Tocou um telemóvel. E a nossa amiga, em vez de ter o cuidado de se levantar da mesa e ir atender alhures, repetindo “espere só um bocadinho, só um bocadinho!”, envolveu-se num número circense de fios e auriculares, que ora se metiam no ouvido, ora caíam do ouvido, de tal forma gesticulado e trabalhoso que fez de nós logo ali uns espectadores. A notícia era grave, embora remota, foi transmitida com o devido dramatismo e reduziu-nos ao silêncio. Meteu-se entretanto a sobremesa e não se falou mais no chá dançante. Há que reconhecer algum sentido de oportunidade ao toque do telemóvel. Não sendo o fim da história, o facto de ninguém aparecer no tal domingo era sem dúvida o fim de uma parte, tinha o aspecto de uma auto-contenção. Era uma coisa atómica.

Pensei nisso um dia destes quando retomei a leitura de Kleist e percebi que o chá dançante começava com uma óbvia alusão à forma como a Marquesa de O. procurava o pai do filho dela.  Seria a história do chá dançante mais uma destas infinitas declinações do tema Vida imita Arte?

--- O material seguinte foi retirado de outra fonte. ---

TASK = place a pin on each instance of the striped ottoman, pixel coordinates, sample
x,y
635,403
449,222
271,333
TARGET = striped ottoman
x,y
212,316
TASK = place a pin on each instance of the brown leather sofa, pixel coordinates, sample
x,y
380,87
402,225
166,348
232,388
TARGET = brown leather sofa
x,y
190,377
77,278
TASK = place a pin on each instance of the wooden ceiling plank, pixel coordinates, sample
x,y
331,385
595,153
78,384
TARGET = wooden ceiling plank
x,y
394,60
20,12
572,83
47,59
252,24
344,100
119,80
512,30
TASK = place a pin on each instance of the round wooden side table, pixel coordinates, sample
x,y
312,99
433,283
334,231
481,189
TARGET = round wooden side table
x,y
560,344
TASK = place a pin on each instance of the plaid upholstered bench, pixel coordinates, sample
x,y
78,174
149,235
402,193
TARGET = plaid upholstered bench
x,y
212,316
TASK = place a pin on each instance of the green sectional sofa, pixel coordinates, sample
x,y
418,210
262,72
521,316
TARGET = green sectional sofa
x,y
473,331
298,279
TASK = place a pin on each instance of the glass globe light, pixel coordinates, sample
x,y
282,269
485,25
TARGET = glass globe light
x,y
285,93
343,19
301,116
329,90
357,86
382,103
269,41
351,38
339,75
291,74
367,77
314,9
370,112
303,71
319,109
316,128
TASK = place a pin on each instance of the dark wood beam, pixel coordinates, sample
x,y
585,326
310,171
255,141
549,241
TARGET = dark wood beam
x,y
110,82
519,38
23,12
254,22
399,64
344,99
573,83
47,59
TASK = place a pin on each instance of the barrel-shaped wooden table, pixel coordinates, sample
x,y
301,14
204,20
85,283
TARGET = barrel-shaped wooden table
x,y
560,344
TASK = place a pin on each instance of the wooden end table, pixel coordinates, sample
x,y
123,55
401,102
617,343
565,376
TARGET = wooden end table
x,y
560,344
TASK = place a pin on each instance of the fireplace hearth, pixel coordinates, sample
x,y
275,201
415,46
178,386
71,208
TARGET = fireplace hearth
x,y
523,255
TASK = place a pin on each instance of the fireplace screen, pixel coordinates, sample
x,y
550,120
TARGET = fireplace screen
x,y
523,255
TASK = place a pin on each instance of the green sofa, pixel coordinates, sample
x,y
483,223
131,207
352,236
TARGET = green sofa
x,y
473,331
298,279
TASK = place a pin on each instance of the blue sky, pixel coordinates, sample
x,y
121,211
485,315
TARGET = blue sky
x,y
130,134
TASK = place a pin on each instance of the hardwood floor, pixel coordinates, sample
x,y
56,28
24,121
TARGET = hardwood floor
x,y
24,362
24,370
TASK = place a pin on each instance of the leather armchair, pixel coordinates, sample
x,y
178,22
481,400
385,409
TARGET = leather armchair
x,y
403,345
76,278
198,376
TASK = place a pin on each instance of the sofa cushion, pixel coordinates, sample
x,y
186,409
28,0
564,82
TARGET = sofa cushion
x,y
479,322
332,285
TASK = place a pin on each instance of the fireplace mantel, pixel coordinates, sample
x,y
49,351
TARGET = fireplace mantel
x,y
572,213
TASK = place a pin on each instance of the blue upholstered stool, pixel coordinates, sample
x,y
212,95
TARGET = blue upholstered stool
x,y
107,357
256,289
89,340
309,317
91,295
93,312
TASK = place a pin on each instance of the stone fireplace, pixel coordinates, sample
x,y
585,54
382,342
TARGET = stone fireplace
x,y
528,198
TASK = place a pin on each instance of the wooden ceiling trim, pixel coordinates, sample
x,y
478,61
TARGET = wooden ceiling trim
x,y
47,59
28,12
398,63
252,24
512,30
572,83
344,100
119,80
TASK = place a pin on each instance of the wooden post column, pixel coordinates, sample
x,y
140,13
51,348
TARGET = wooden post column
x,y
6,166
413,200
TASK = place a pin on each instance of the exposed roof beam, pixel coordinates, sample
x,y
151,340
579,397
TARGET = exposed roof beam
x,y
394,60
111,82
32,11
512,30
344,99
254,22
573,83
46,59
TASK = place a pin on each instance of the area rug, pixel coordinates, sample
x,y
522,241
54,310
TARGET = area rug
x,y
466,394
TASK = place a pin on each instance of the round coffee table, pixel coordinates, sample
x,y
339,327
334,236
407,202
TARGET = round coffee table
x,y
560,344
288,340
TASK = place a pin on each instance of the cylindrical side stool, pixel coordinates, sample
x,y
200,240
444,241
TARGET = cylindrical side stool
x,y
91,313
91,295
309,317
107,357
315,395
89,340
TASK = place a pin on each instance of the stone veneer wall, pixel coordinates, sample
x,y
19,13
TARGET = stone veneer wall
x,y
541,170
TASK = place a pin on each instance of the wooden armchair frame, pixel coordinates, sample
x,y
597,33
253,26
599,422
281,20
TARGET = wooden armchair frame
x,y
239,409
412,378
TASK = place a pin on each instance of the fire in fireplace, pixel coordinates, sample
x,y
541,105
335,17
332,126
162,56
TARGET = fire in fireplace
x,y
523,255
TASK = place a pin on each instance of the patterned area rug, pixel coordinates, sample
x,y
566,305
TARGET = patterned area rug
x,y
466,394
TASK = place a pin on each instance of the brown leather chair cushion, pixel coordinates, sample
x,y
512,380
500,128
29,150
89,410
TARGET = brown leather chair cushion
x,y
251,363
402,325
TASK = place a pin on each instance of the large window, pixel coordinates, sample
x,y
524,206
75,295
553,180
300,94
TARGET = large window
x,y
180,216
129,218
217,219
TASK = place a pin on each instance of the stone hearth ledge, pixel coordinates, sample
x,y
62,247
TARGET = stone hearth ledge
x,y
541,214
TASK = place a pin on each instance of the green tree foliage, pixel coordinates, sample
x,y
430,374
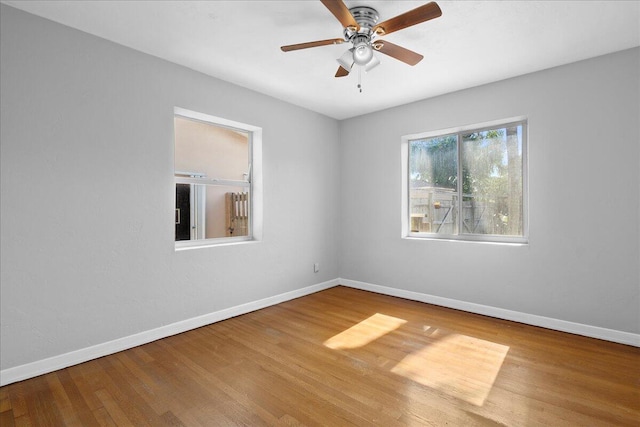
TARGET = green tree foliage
x,y
491,174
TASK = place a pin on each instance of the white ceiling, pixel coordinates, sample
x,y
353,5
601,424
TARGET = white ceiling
x,y
472,43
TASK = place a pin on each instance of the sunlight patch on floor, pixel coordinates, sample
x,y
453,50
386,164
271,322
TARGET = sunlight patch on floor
x,y
458,365
365,332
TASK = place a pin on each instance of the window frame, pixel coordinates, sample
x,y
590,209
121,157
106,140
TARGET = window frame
x,y
253,181
458,132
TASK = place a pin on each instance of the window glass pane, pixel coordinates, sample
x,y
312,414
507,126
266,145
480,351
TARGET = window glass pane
x,y
492,182
211,211
206,150
433,181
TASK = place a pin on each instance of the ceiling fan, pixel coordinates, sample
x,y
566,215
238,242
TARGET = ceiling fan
x,y
362,30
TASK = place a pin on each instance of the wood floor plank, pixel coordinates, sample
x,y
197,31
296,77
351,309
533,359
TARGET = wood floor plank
x,y
344,357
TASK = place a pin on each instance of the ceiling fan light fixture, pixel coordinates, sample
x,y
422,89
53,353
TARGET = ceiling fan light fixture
x,y
362,53
372,64
346,60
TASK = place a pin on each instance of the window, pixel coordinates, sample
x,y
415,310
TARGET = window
x,y
467,184
215,180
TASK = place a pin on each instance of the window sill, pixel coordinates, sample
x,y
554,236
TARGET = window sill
x,y
189,245
518,242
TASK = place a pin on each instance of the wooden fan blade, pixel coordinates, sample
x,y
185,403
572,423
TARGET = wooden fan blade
x,y
407,19
311,44
341,12
400,53
342,72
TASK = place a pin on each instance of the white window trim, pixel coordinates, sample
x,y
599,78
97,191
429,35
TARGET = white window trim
x,y
253,182
406,232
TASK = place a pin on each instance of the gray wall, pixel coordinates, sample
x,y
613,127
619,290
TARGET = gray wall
x,y
87,190
582,261
87,251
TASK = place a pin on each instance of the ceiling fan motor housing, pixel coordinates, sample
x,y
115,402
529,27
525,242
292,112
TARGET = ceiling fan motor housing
x,y
367,18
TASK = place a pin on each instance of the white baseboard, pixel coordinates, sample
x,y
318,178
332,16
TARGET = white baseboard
x,y
40,367
51,364
500,313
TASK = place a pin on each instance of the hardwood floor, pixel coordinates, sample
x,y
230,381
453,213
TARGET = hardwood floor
x,y
344,357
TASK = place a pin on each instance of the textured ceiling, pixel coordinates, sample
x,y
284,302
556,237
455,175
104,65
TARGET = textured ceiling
x,y
472,43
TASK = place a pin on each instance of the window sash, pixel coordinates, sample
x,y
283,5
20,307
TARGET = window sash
x,y
459,227
254,133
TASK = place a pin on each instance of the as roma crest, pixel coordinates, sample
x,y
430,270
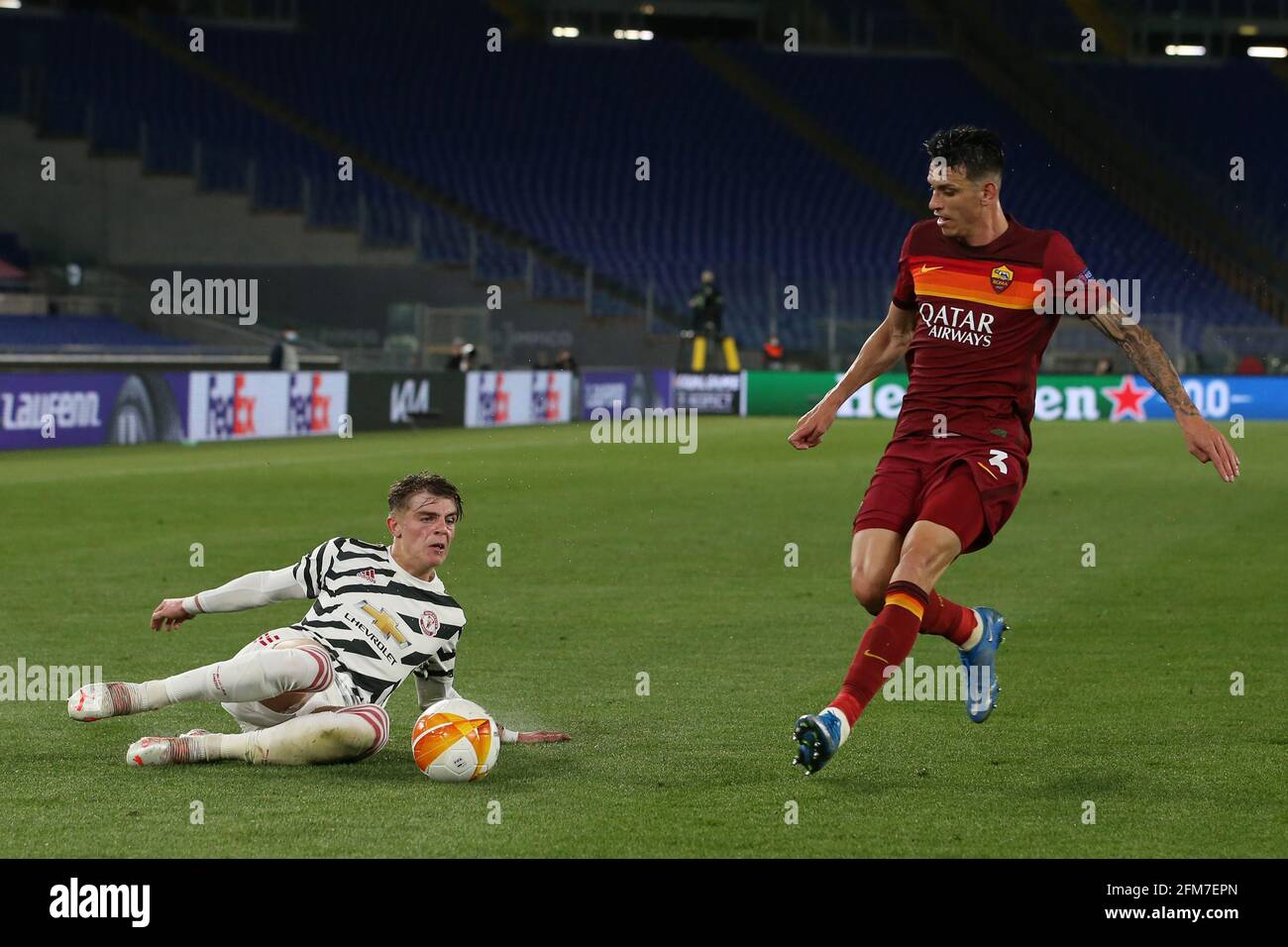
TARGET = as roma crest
x,y
1001,278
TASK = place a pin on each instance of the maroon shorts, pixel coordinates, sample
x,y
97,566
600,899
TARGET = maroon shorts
x,y
966,486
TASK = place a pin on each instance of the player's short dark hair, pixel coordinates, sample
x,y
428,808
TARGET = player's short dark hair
x,y
977,153
424,482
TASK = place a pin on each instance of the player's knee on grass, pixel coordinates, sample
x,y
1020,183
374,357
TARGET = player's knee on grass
x,y
290,699
331,736
365,731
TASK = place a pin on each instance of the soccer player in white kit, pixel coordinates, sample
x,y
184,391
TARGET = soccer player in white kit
x,y
314,692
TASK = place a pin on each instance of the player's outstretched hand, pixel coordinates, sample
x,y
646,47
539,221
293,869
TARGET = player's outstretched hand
x,y
1209,444
811,427
168,615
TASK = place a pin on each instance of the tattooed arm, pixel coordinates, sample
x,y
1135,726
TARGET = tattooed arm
x,y
1202,440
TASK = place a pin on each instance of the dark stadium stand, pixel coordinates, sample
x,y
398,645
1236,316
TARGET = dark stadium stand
x,y
515,138
18,331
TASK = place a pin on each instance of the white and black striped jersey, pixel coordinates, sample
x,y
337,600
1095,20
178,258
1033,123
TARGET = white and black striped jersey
x,y
378,622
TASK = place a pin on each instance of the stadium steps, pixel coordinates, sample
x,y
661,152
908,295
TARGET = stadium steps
x,y
799,123
1122,167
1111,37
372,163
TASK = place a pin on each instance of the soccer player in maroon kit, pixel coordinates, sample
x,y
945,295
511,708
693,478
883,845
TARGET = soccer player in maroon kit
x,y
971,318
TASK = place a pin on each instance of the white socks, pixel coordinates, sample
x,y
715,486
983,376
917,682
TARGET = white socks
x,y
974,635
331,736
257,676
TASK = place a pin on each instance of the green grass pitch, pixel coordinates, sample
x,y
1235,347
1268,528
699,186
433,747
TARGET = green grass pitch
x,y
627,558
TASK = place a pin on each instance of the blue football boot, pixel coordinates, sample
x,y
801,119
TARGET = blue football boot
x,y
818,737
980,664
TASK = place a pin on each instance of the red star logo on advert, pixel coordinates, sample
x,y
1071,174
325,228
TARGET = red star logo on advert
x,y
1128,399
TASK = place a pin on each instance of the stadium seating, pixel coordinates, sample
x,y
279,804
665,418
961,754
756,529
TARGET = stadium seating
x,y
730,187
18,331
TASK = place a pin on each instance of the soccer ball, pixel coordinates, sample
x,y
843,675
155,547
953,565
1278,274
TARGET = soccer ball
x,y
455,741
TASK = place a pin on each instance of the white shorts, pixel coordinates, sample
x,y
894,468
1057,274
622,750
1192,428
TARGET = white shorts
x,y
253,715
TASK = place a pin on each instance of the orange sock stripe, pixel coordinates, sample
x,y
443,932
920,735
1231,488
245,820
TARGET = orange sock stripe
x,y
898,598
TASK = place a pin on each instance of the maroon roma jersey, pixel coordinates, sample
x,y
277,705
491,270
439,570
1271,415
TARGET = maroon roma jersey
x,y
974,359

Que queria ele ao certo com a história de uma fidalga que revelava a sua solidão pela via do anúncio regional? Voltei a ouvir a voz do amigo que relatava o texto: “terrivelmente sozinha, casa enorme, morreram todos menos um, estão longíssimo!” A chave estava na hipérbole, claramente, mas seria dele, a hipérbole, do que contava, ou seria dela, da fidalga? Vamos que era dela. Imagine-se então o chá dançante! A Trofa Norte, a Trofa Sul, a Trofa em peso assomando a terraços seiscentistas, trocando frases em galerias gélidas cobertas de itens ancestrais, dançando compacta o foxtrot no salão da lareira, espalhando restos de canapés, de hors d´oeuvres – assim fala a nobreza ainda! – pelos tapetes para o efeito arredados, mas não o suficiente, que a dona de tais bens não tem quase ajuda. Porque será que a nobreza solitária dança sempre o foxtrot? Eulália, num vestido direito de lantejoula negra, ousado um pouco acima do joelho, de reveladora manga à cava manifestamente senil (era o Norte que tinha razão!), clamando pelo chá, no meio do bruá-á, pelo chá de folha especial, mistura única de chinês, de japonês, de nepalês…E o aroma? Intenso! E a chávena? Gigante! E o bule para dar de beber à Trofa? Imenso! E o pão-de-ló? Monumental! Uma banheira! Eulália pela porta entreaberta, entre a copa e o salão, observa a festa, o seu chá dançante. Um sucesso. Ora, digam lá o que disserem, ela ainda está muito capaz de dar festas divertidas!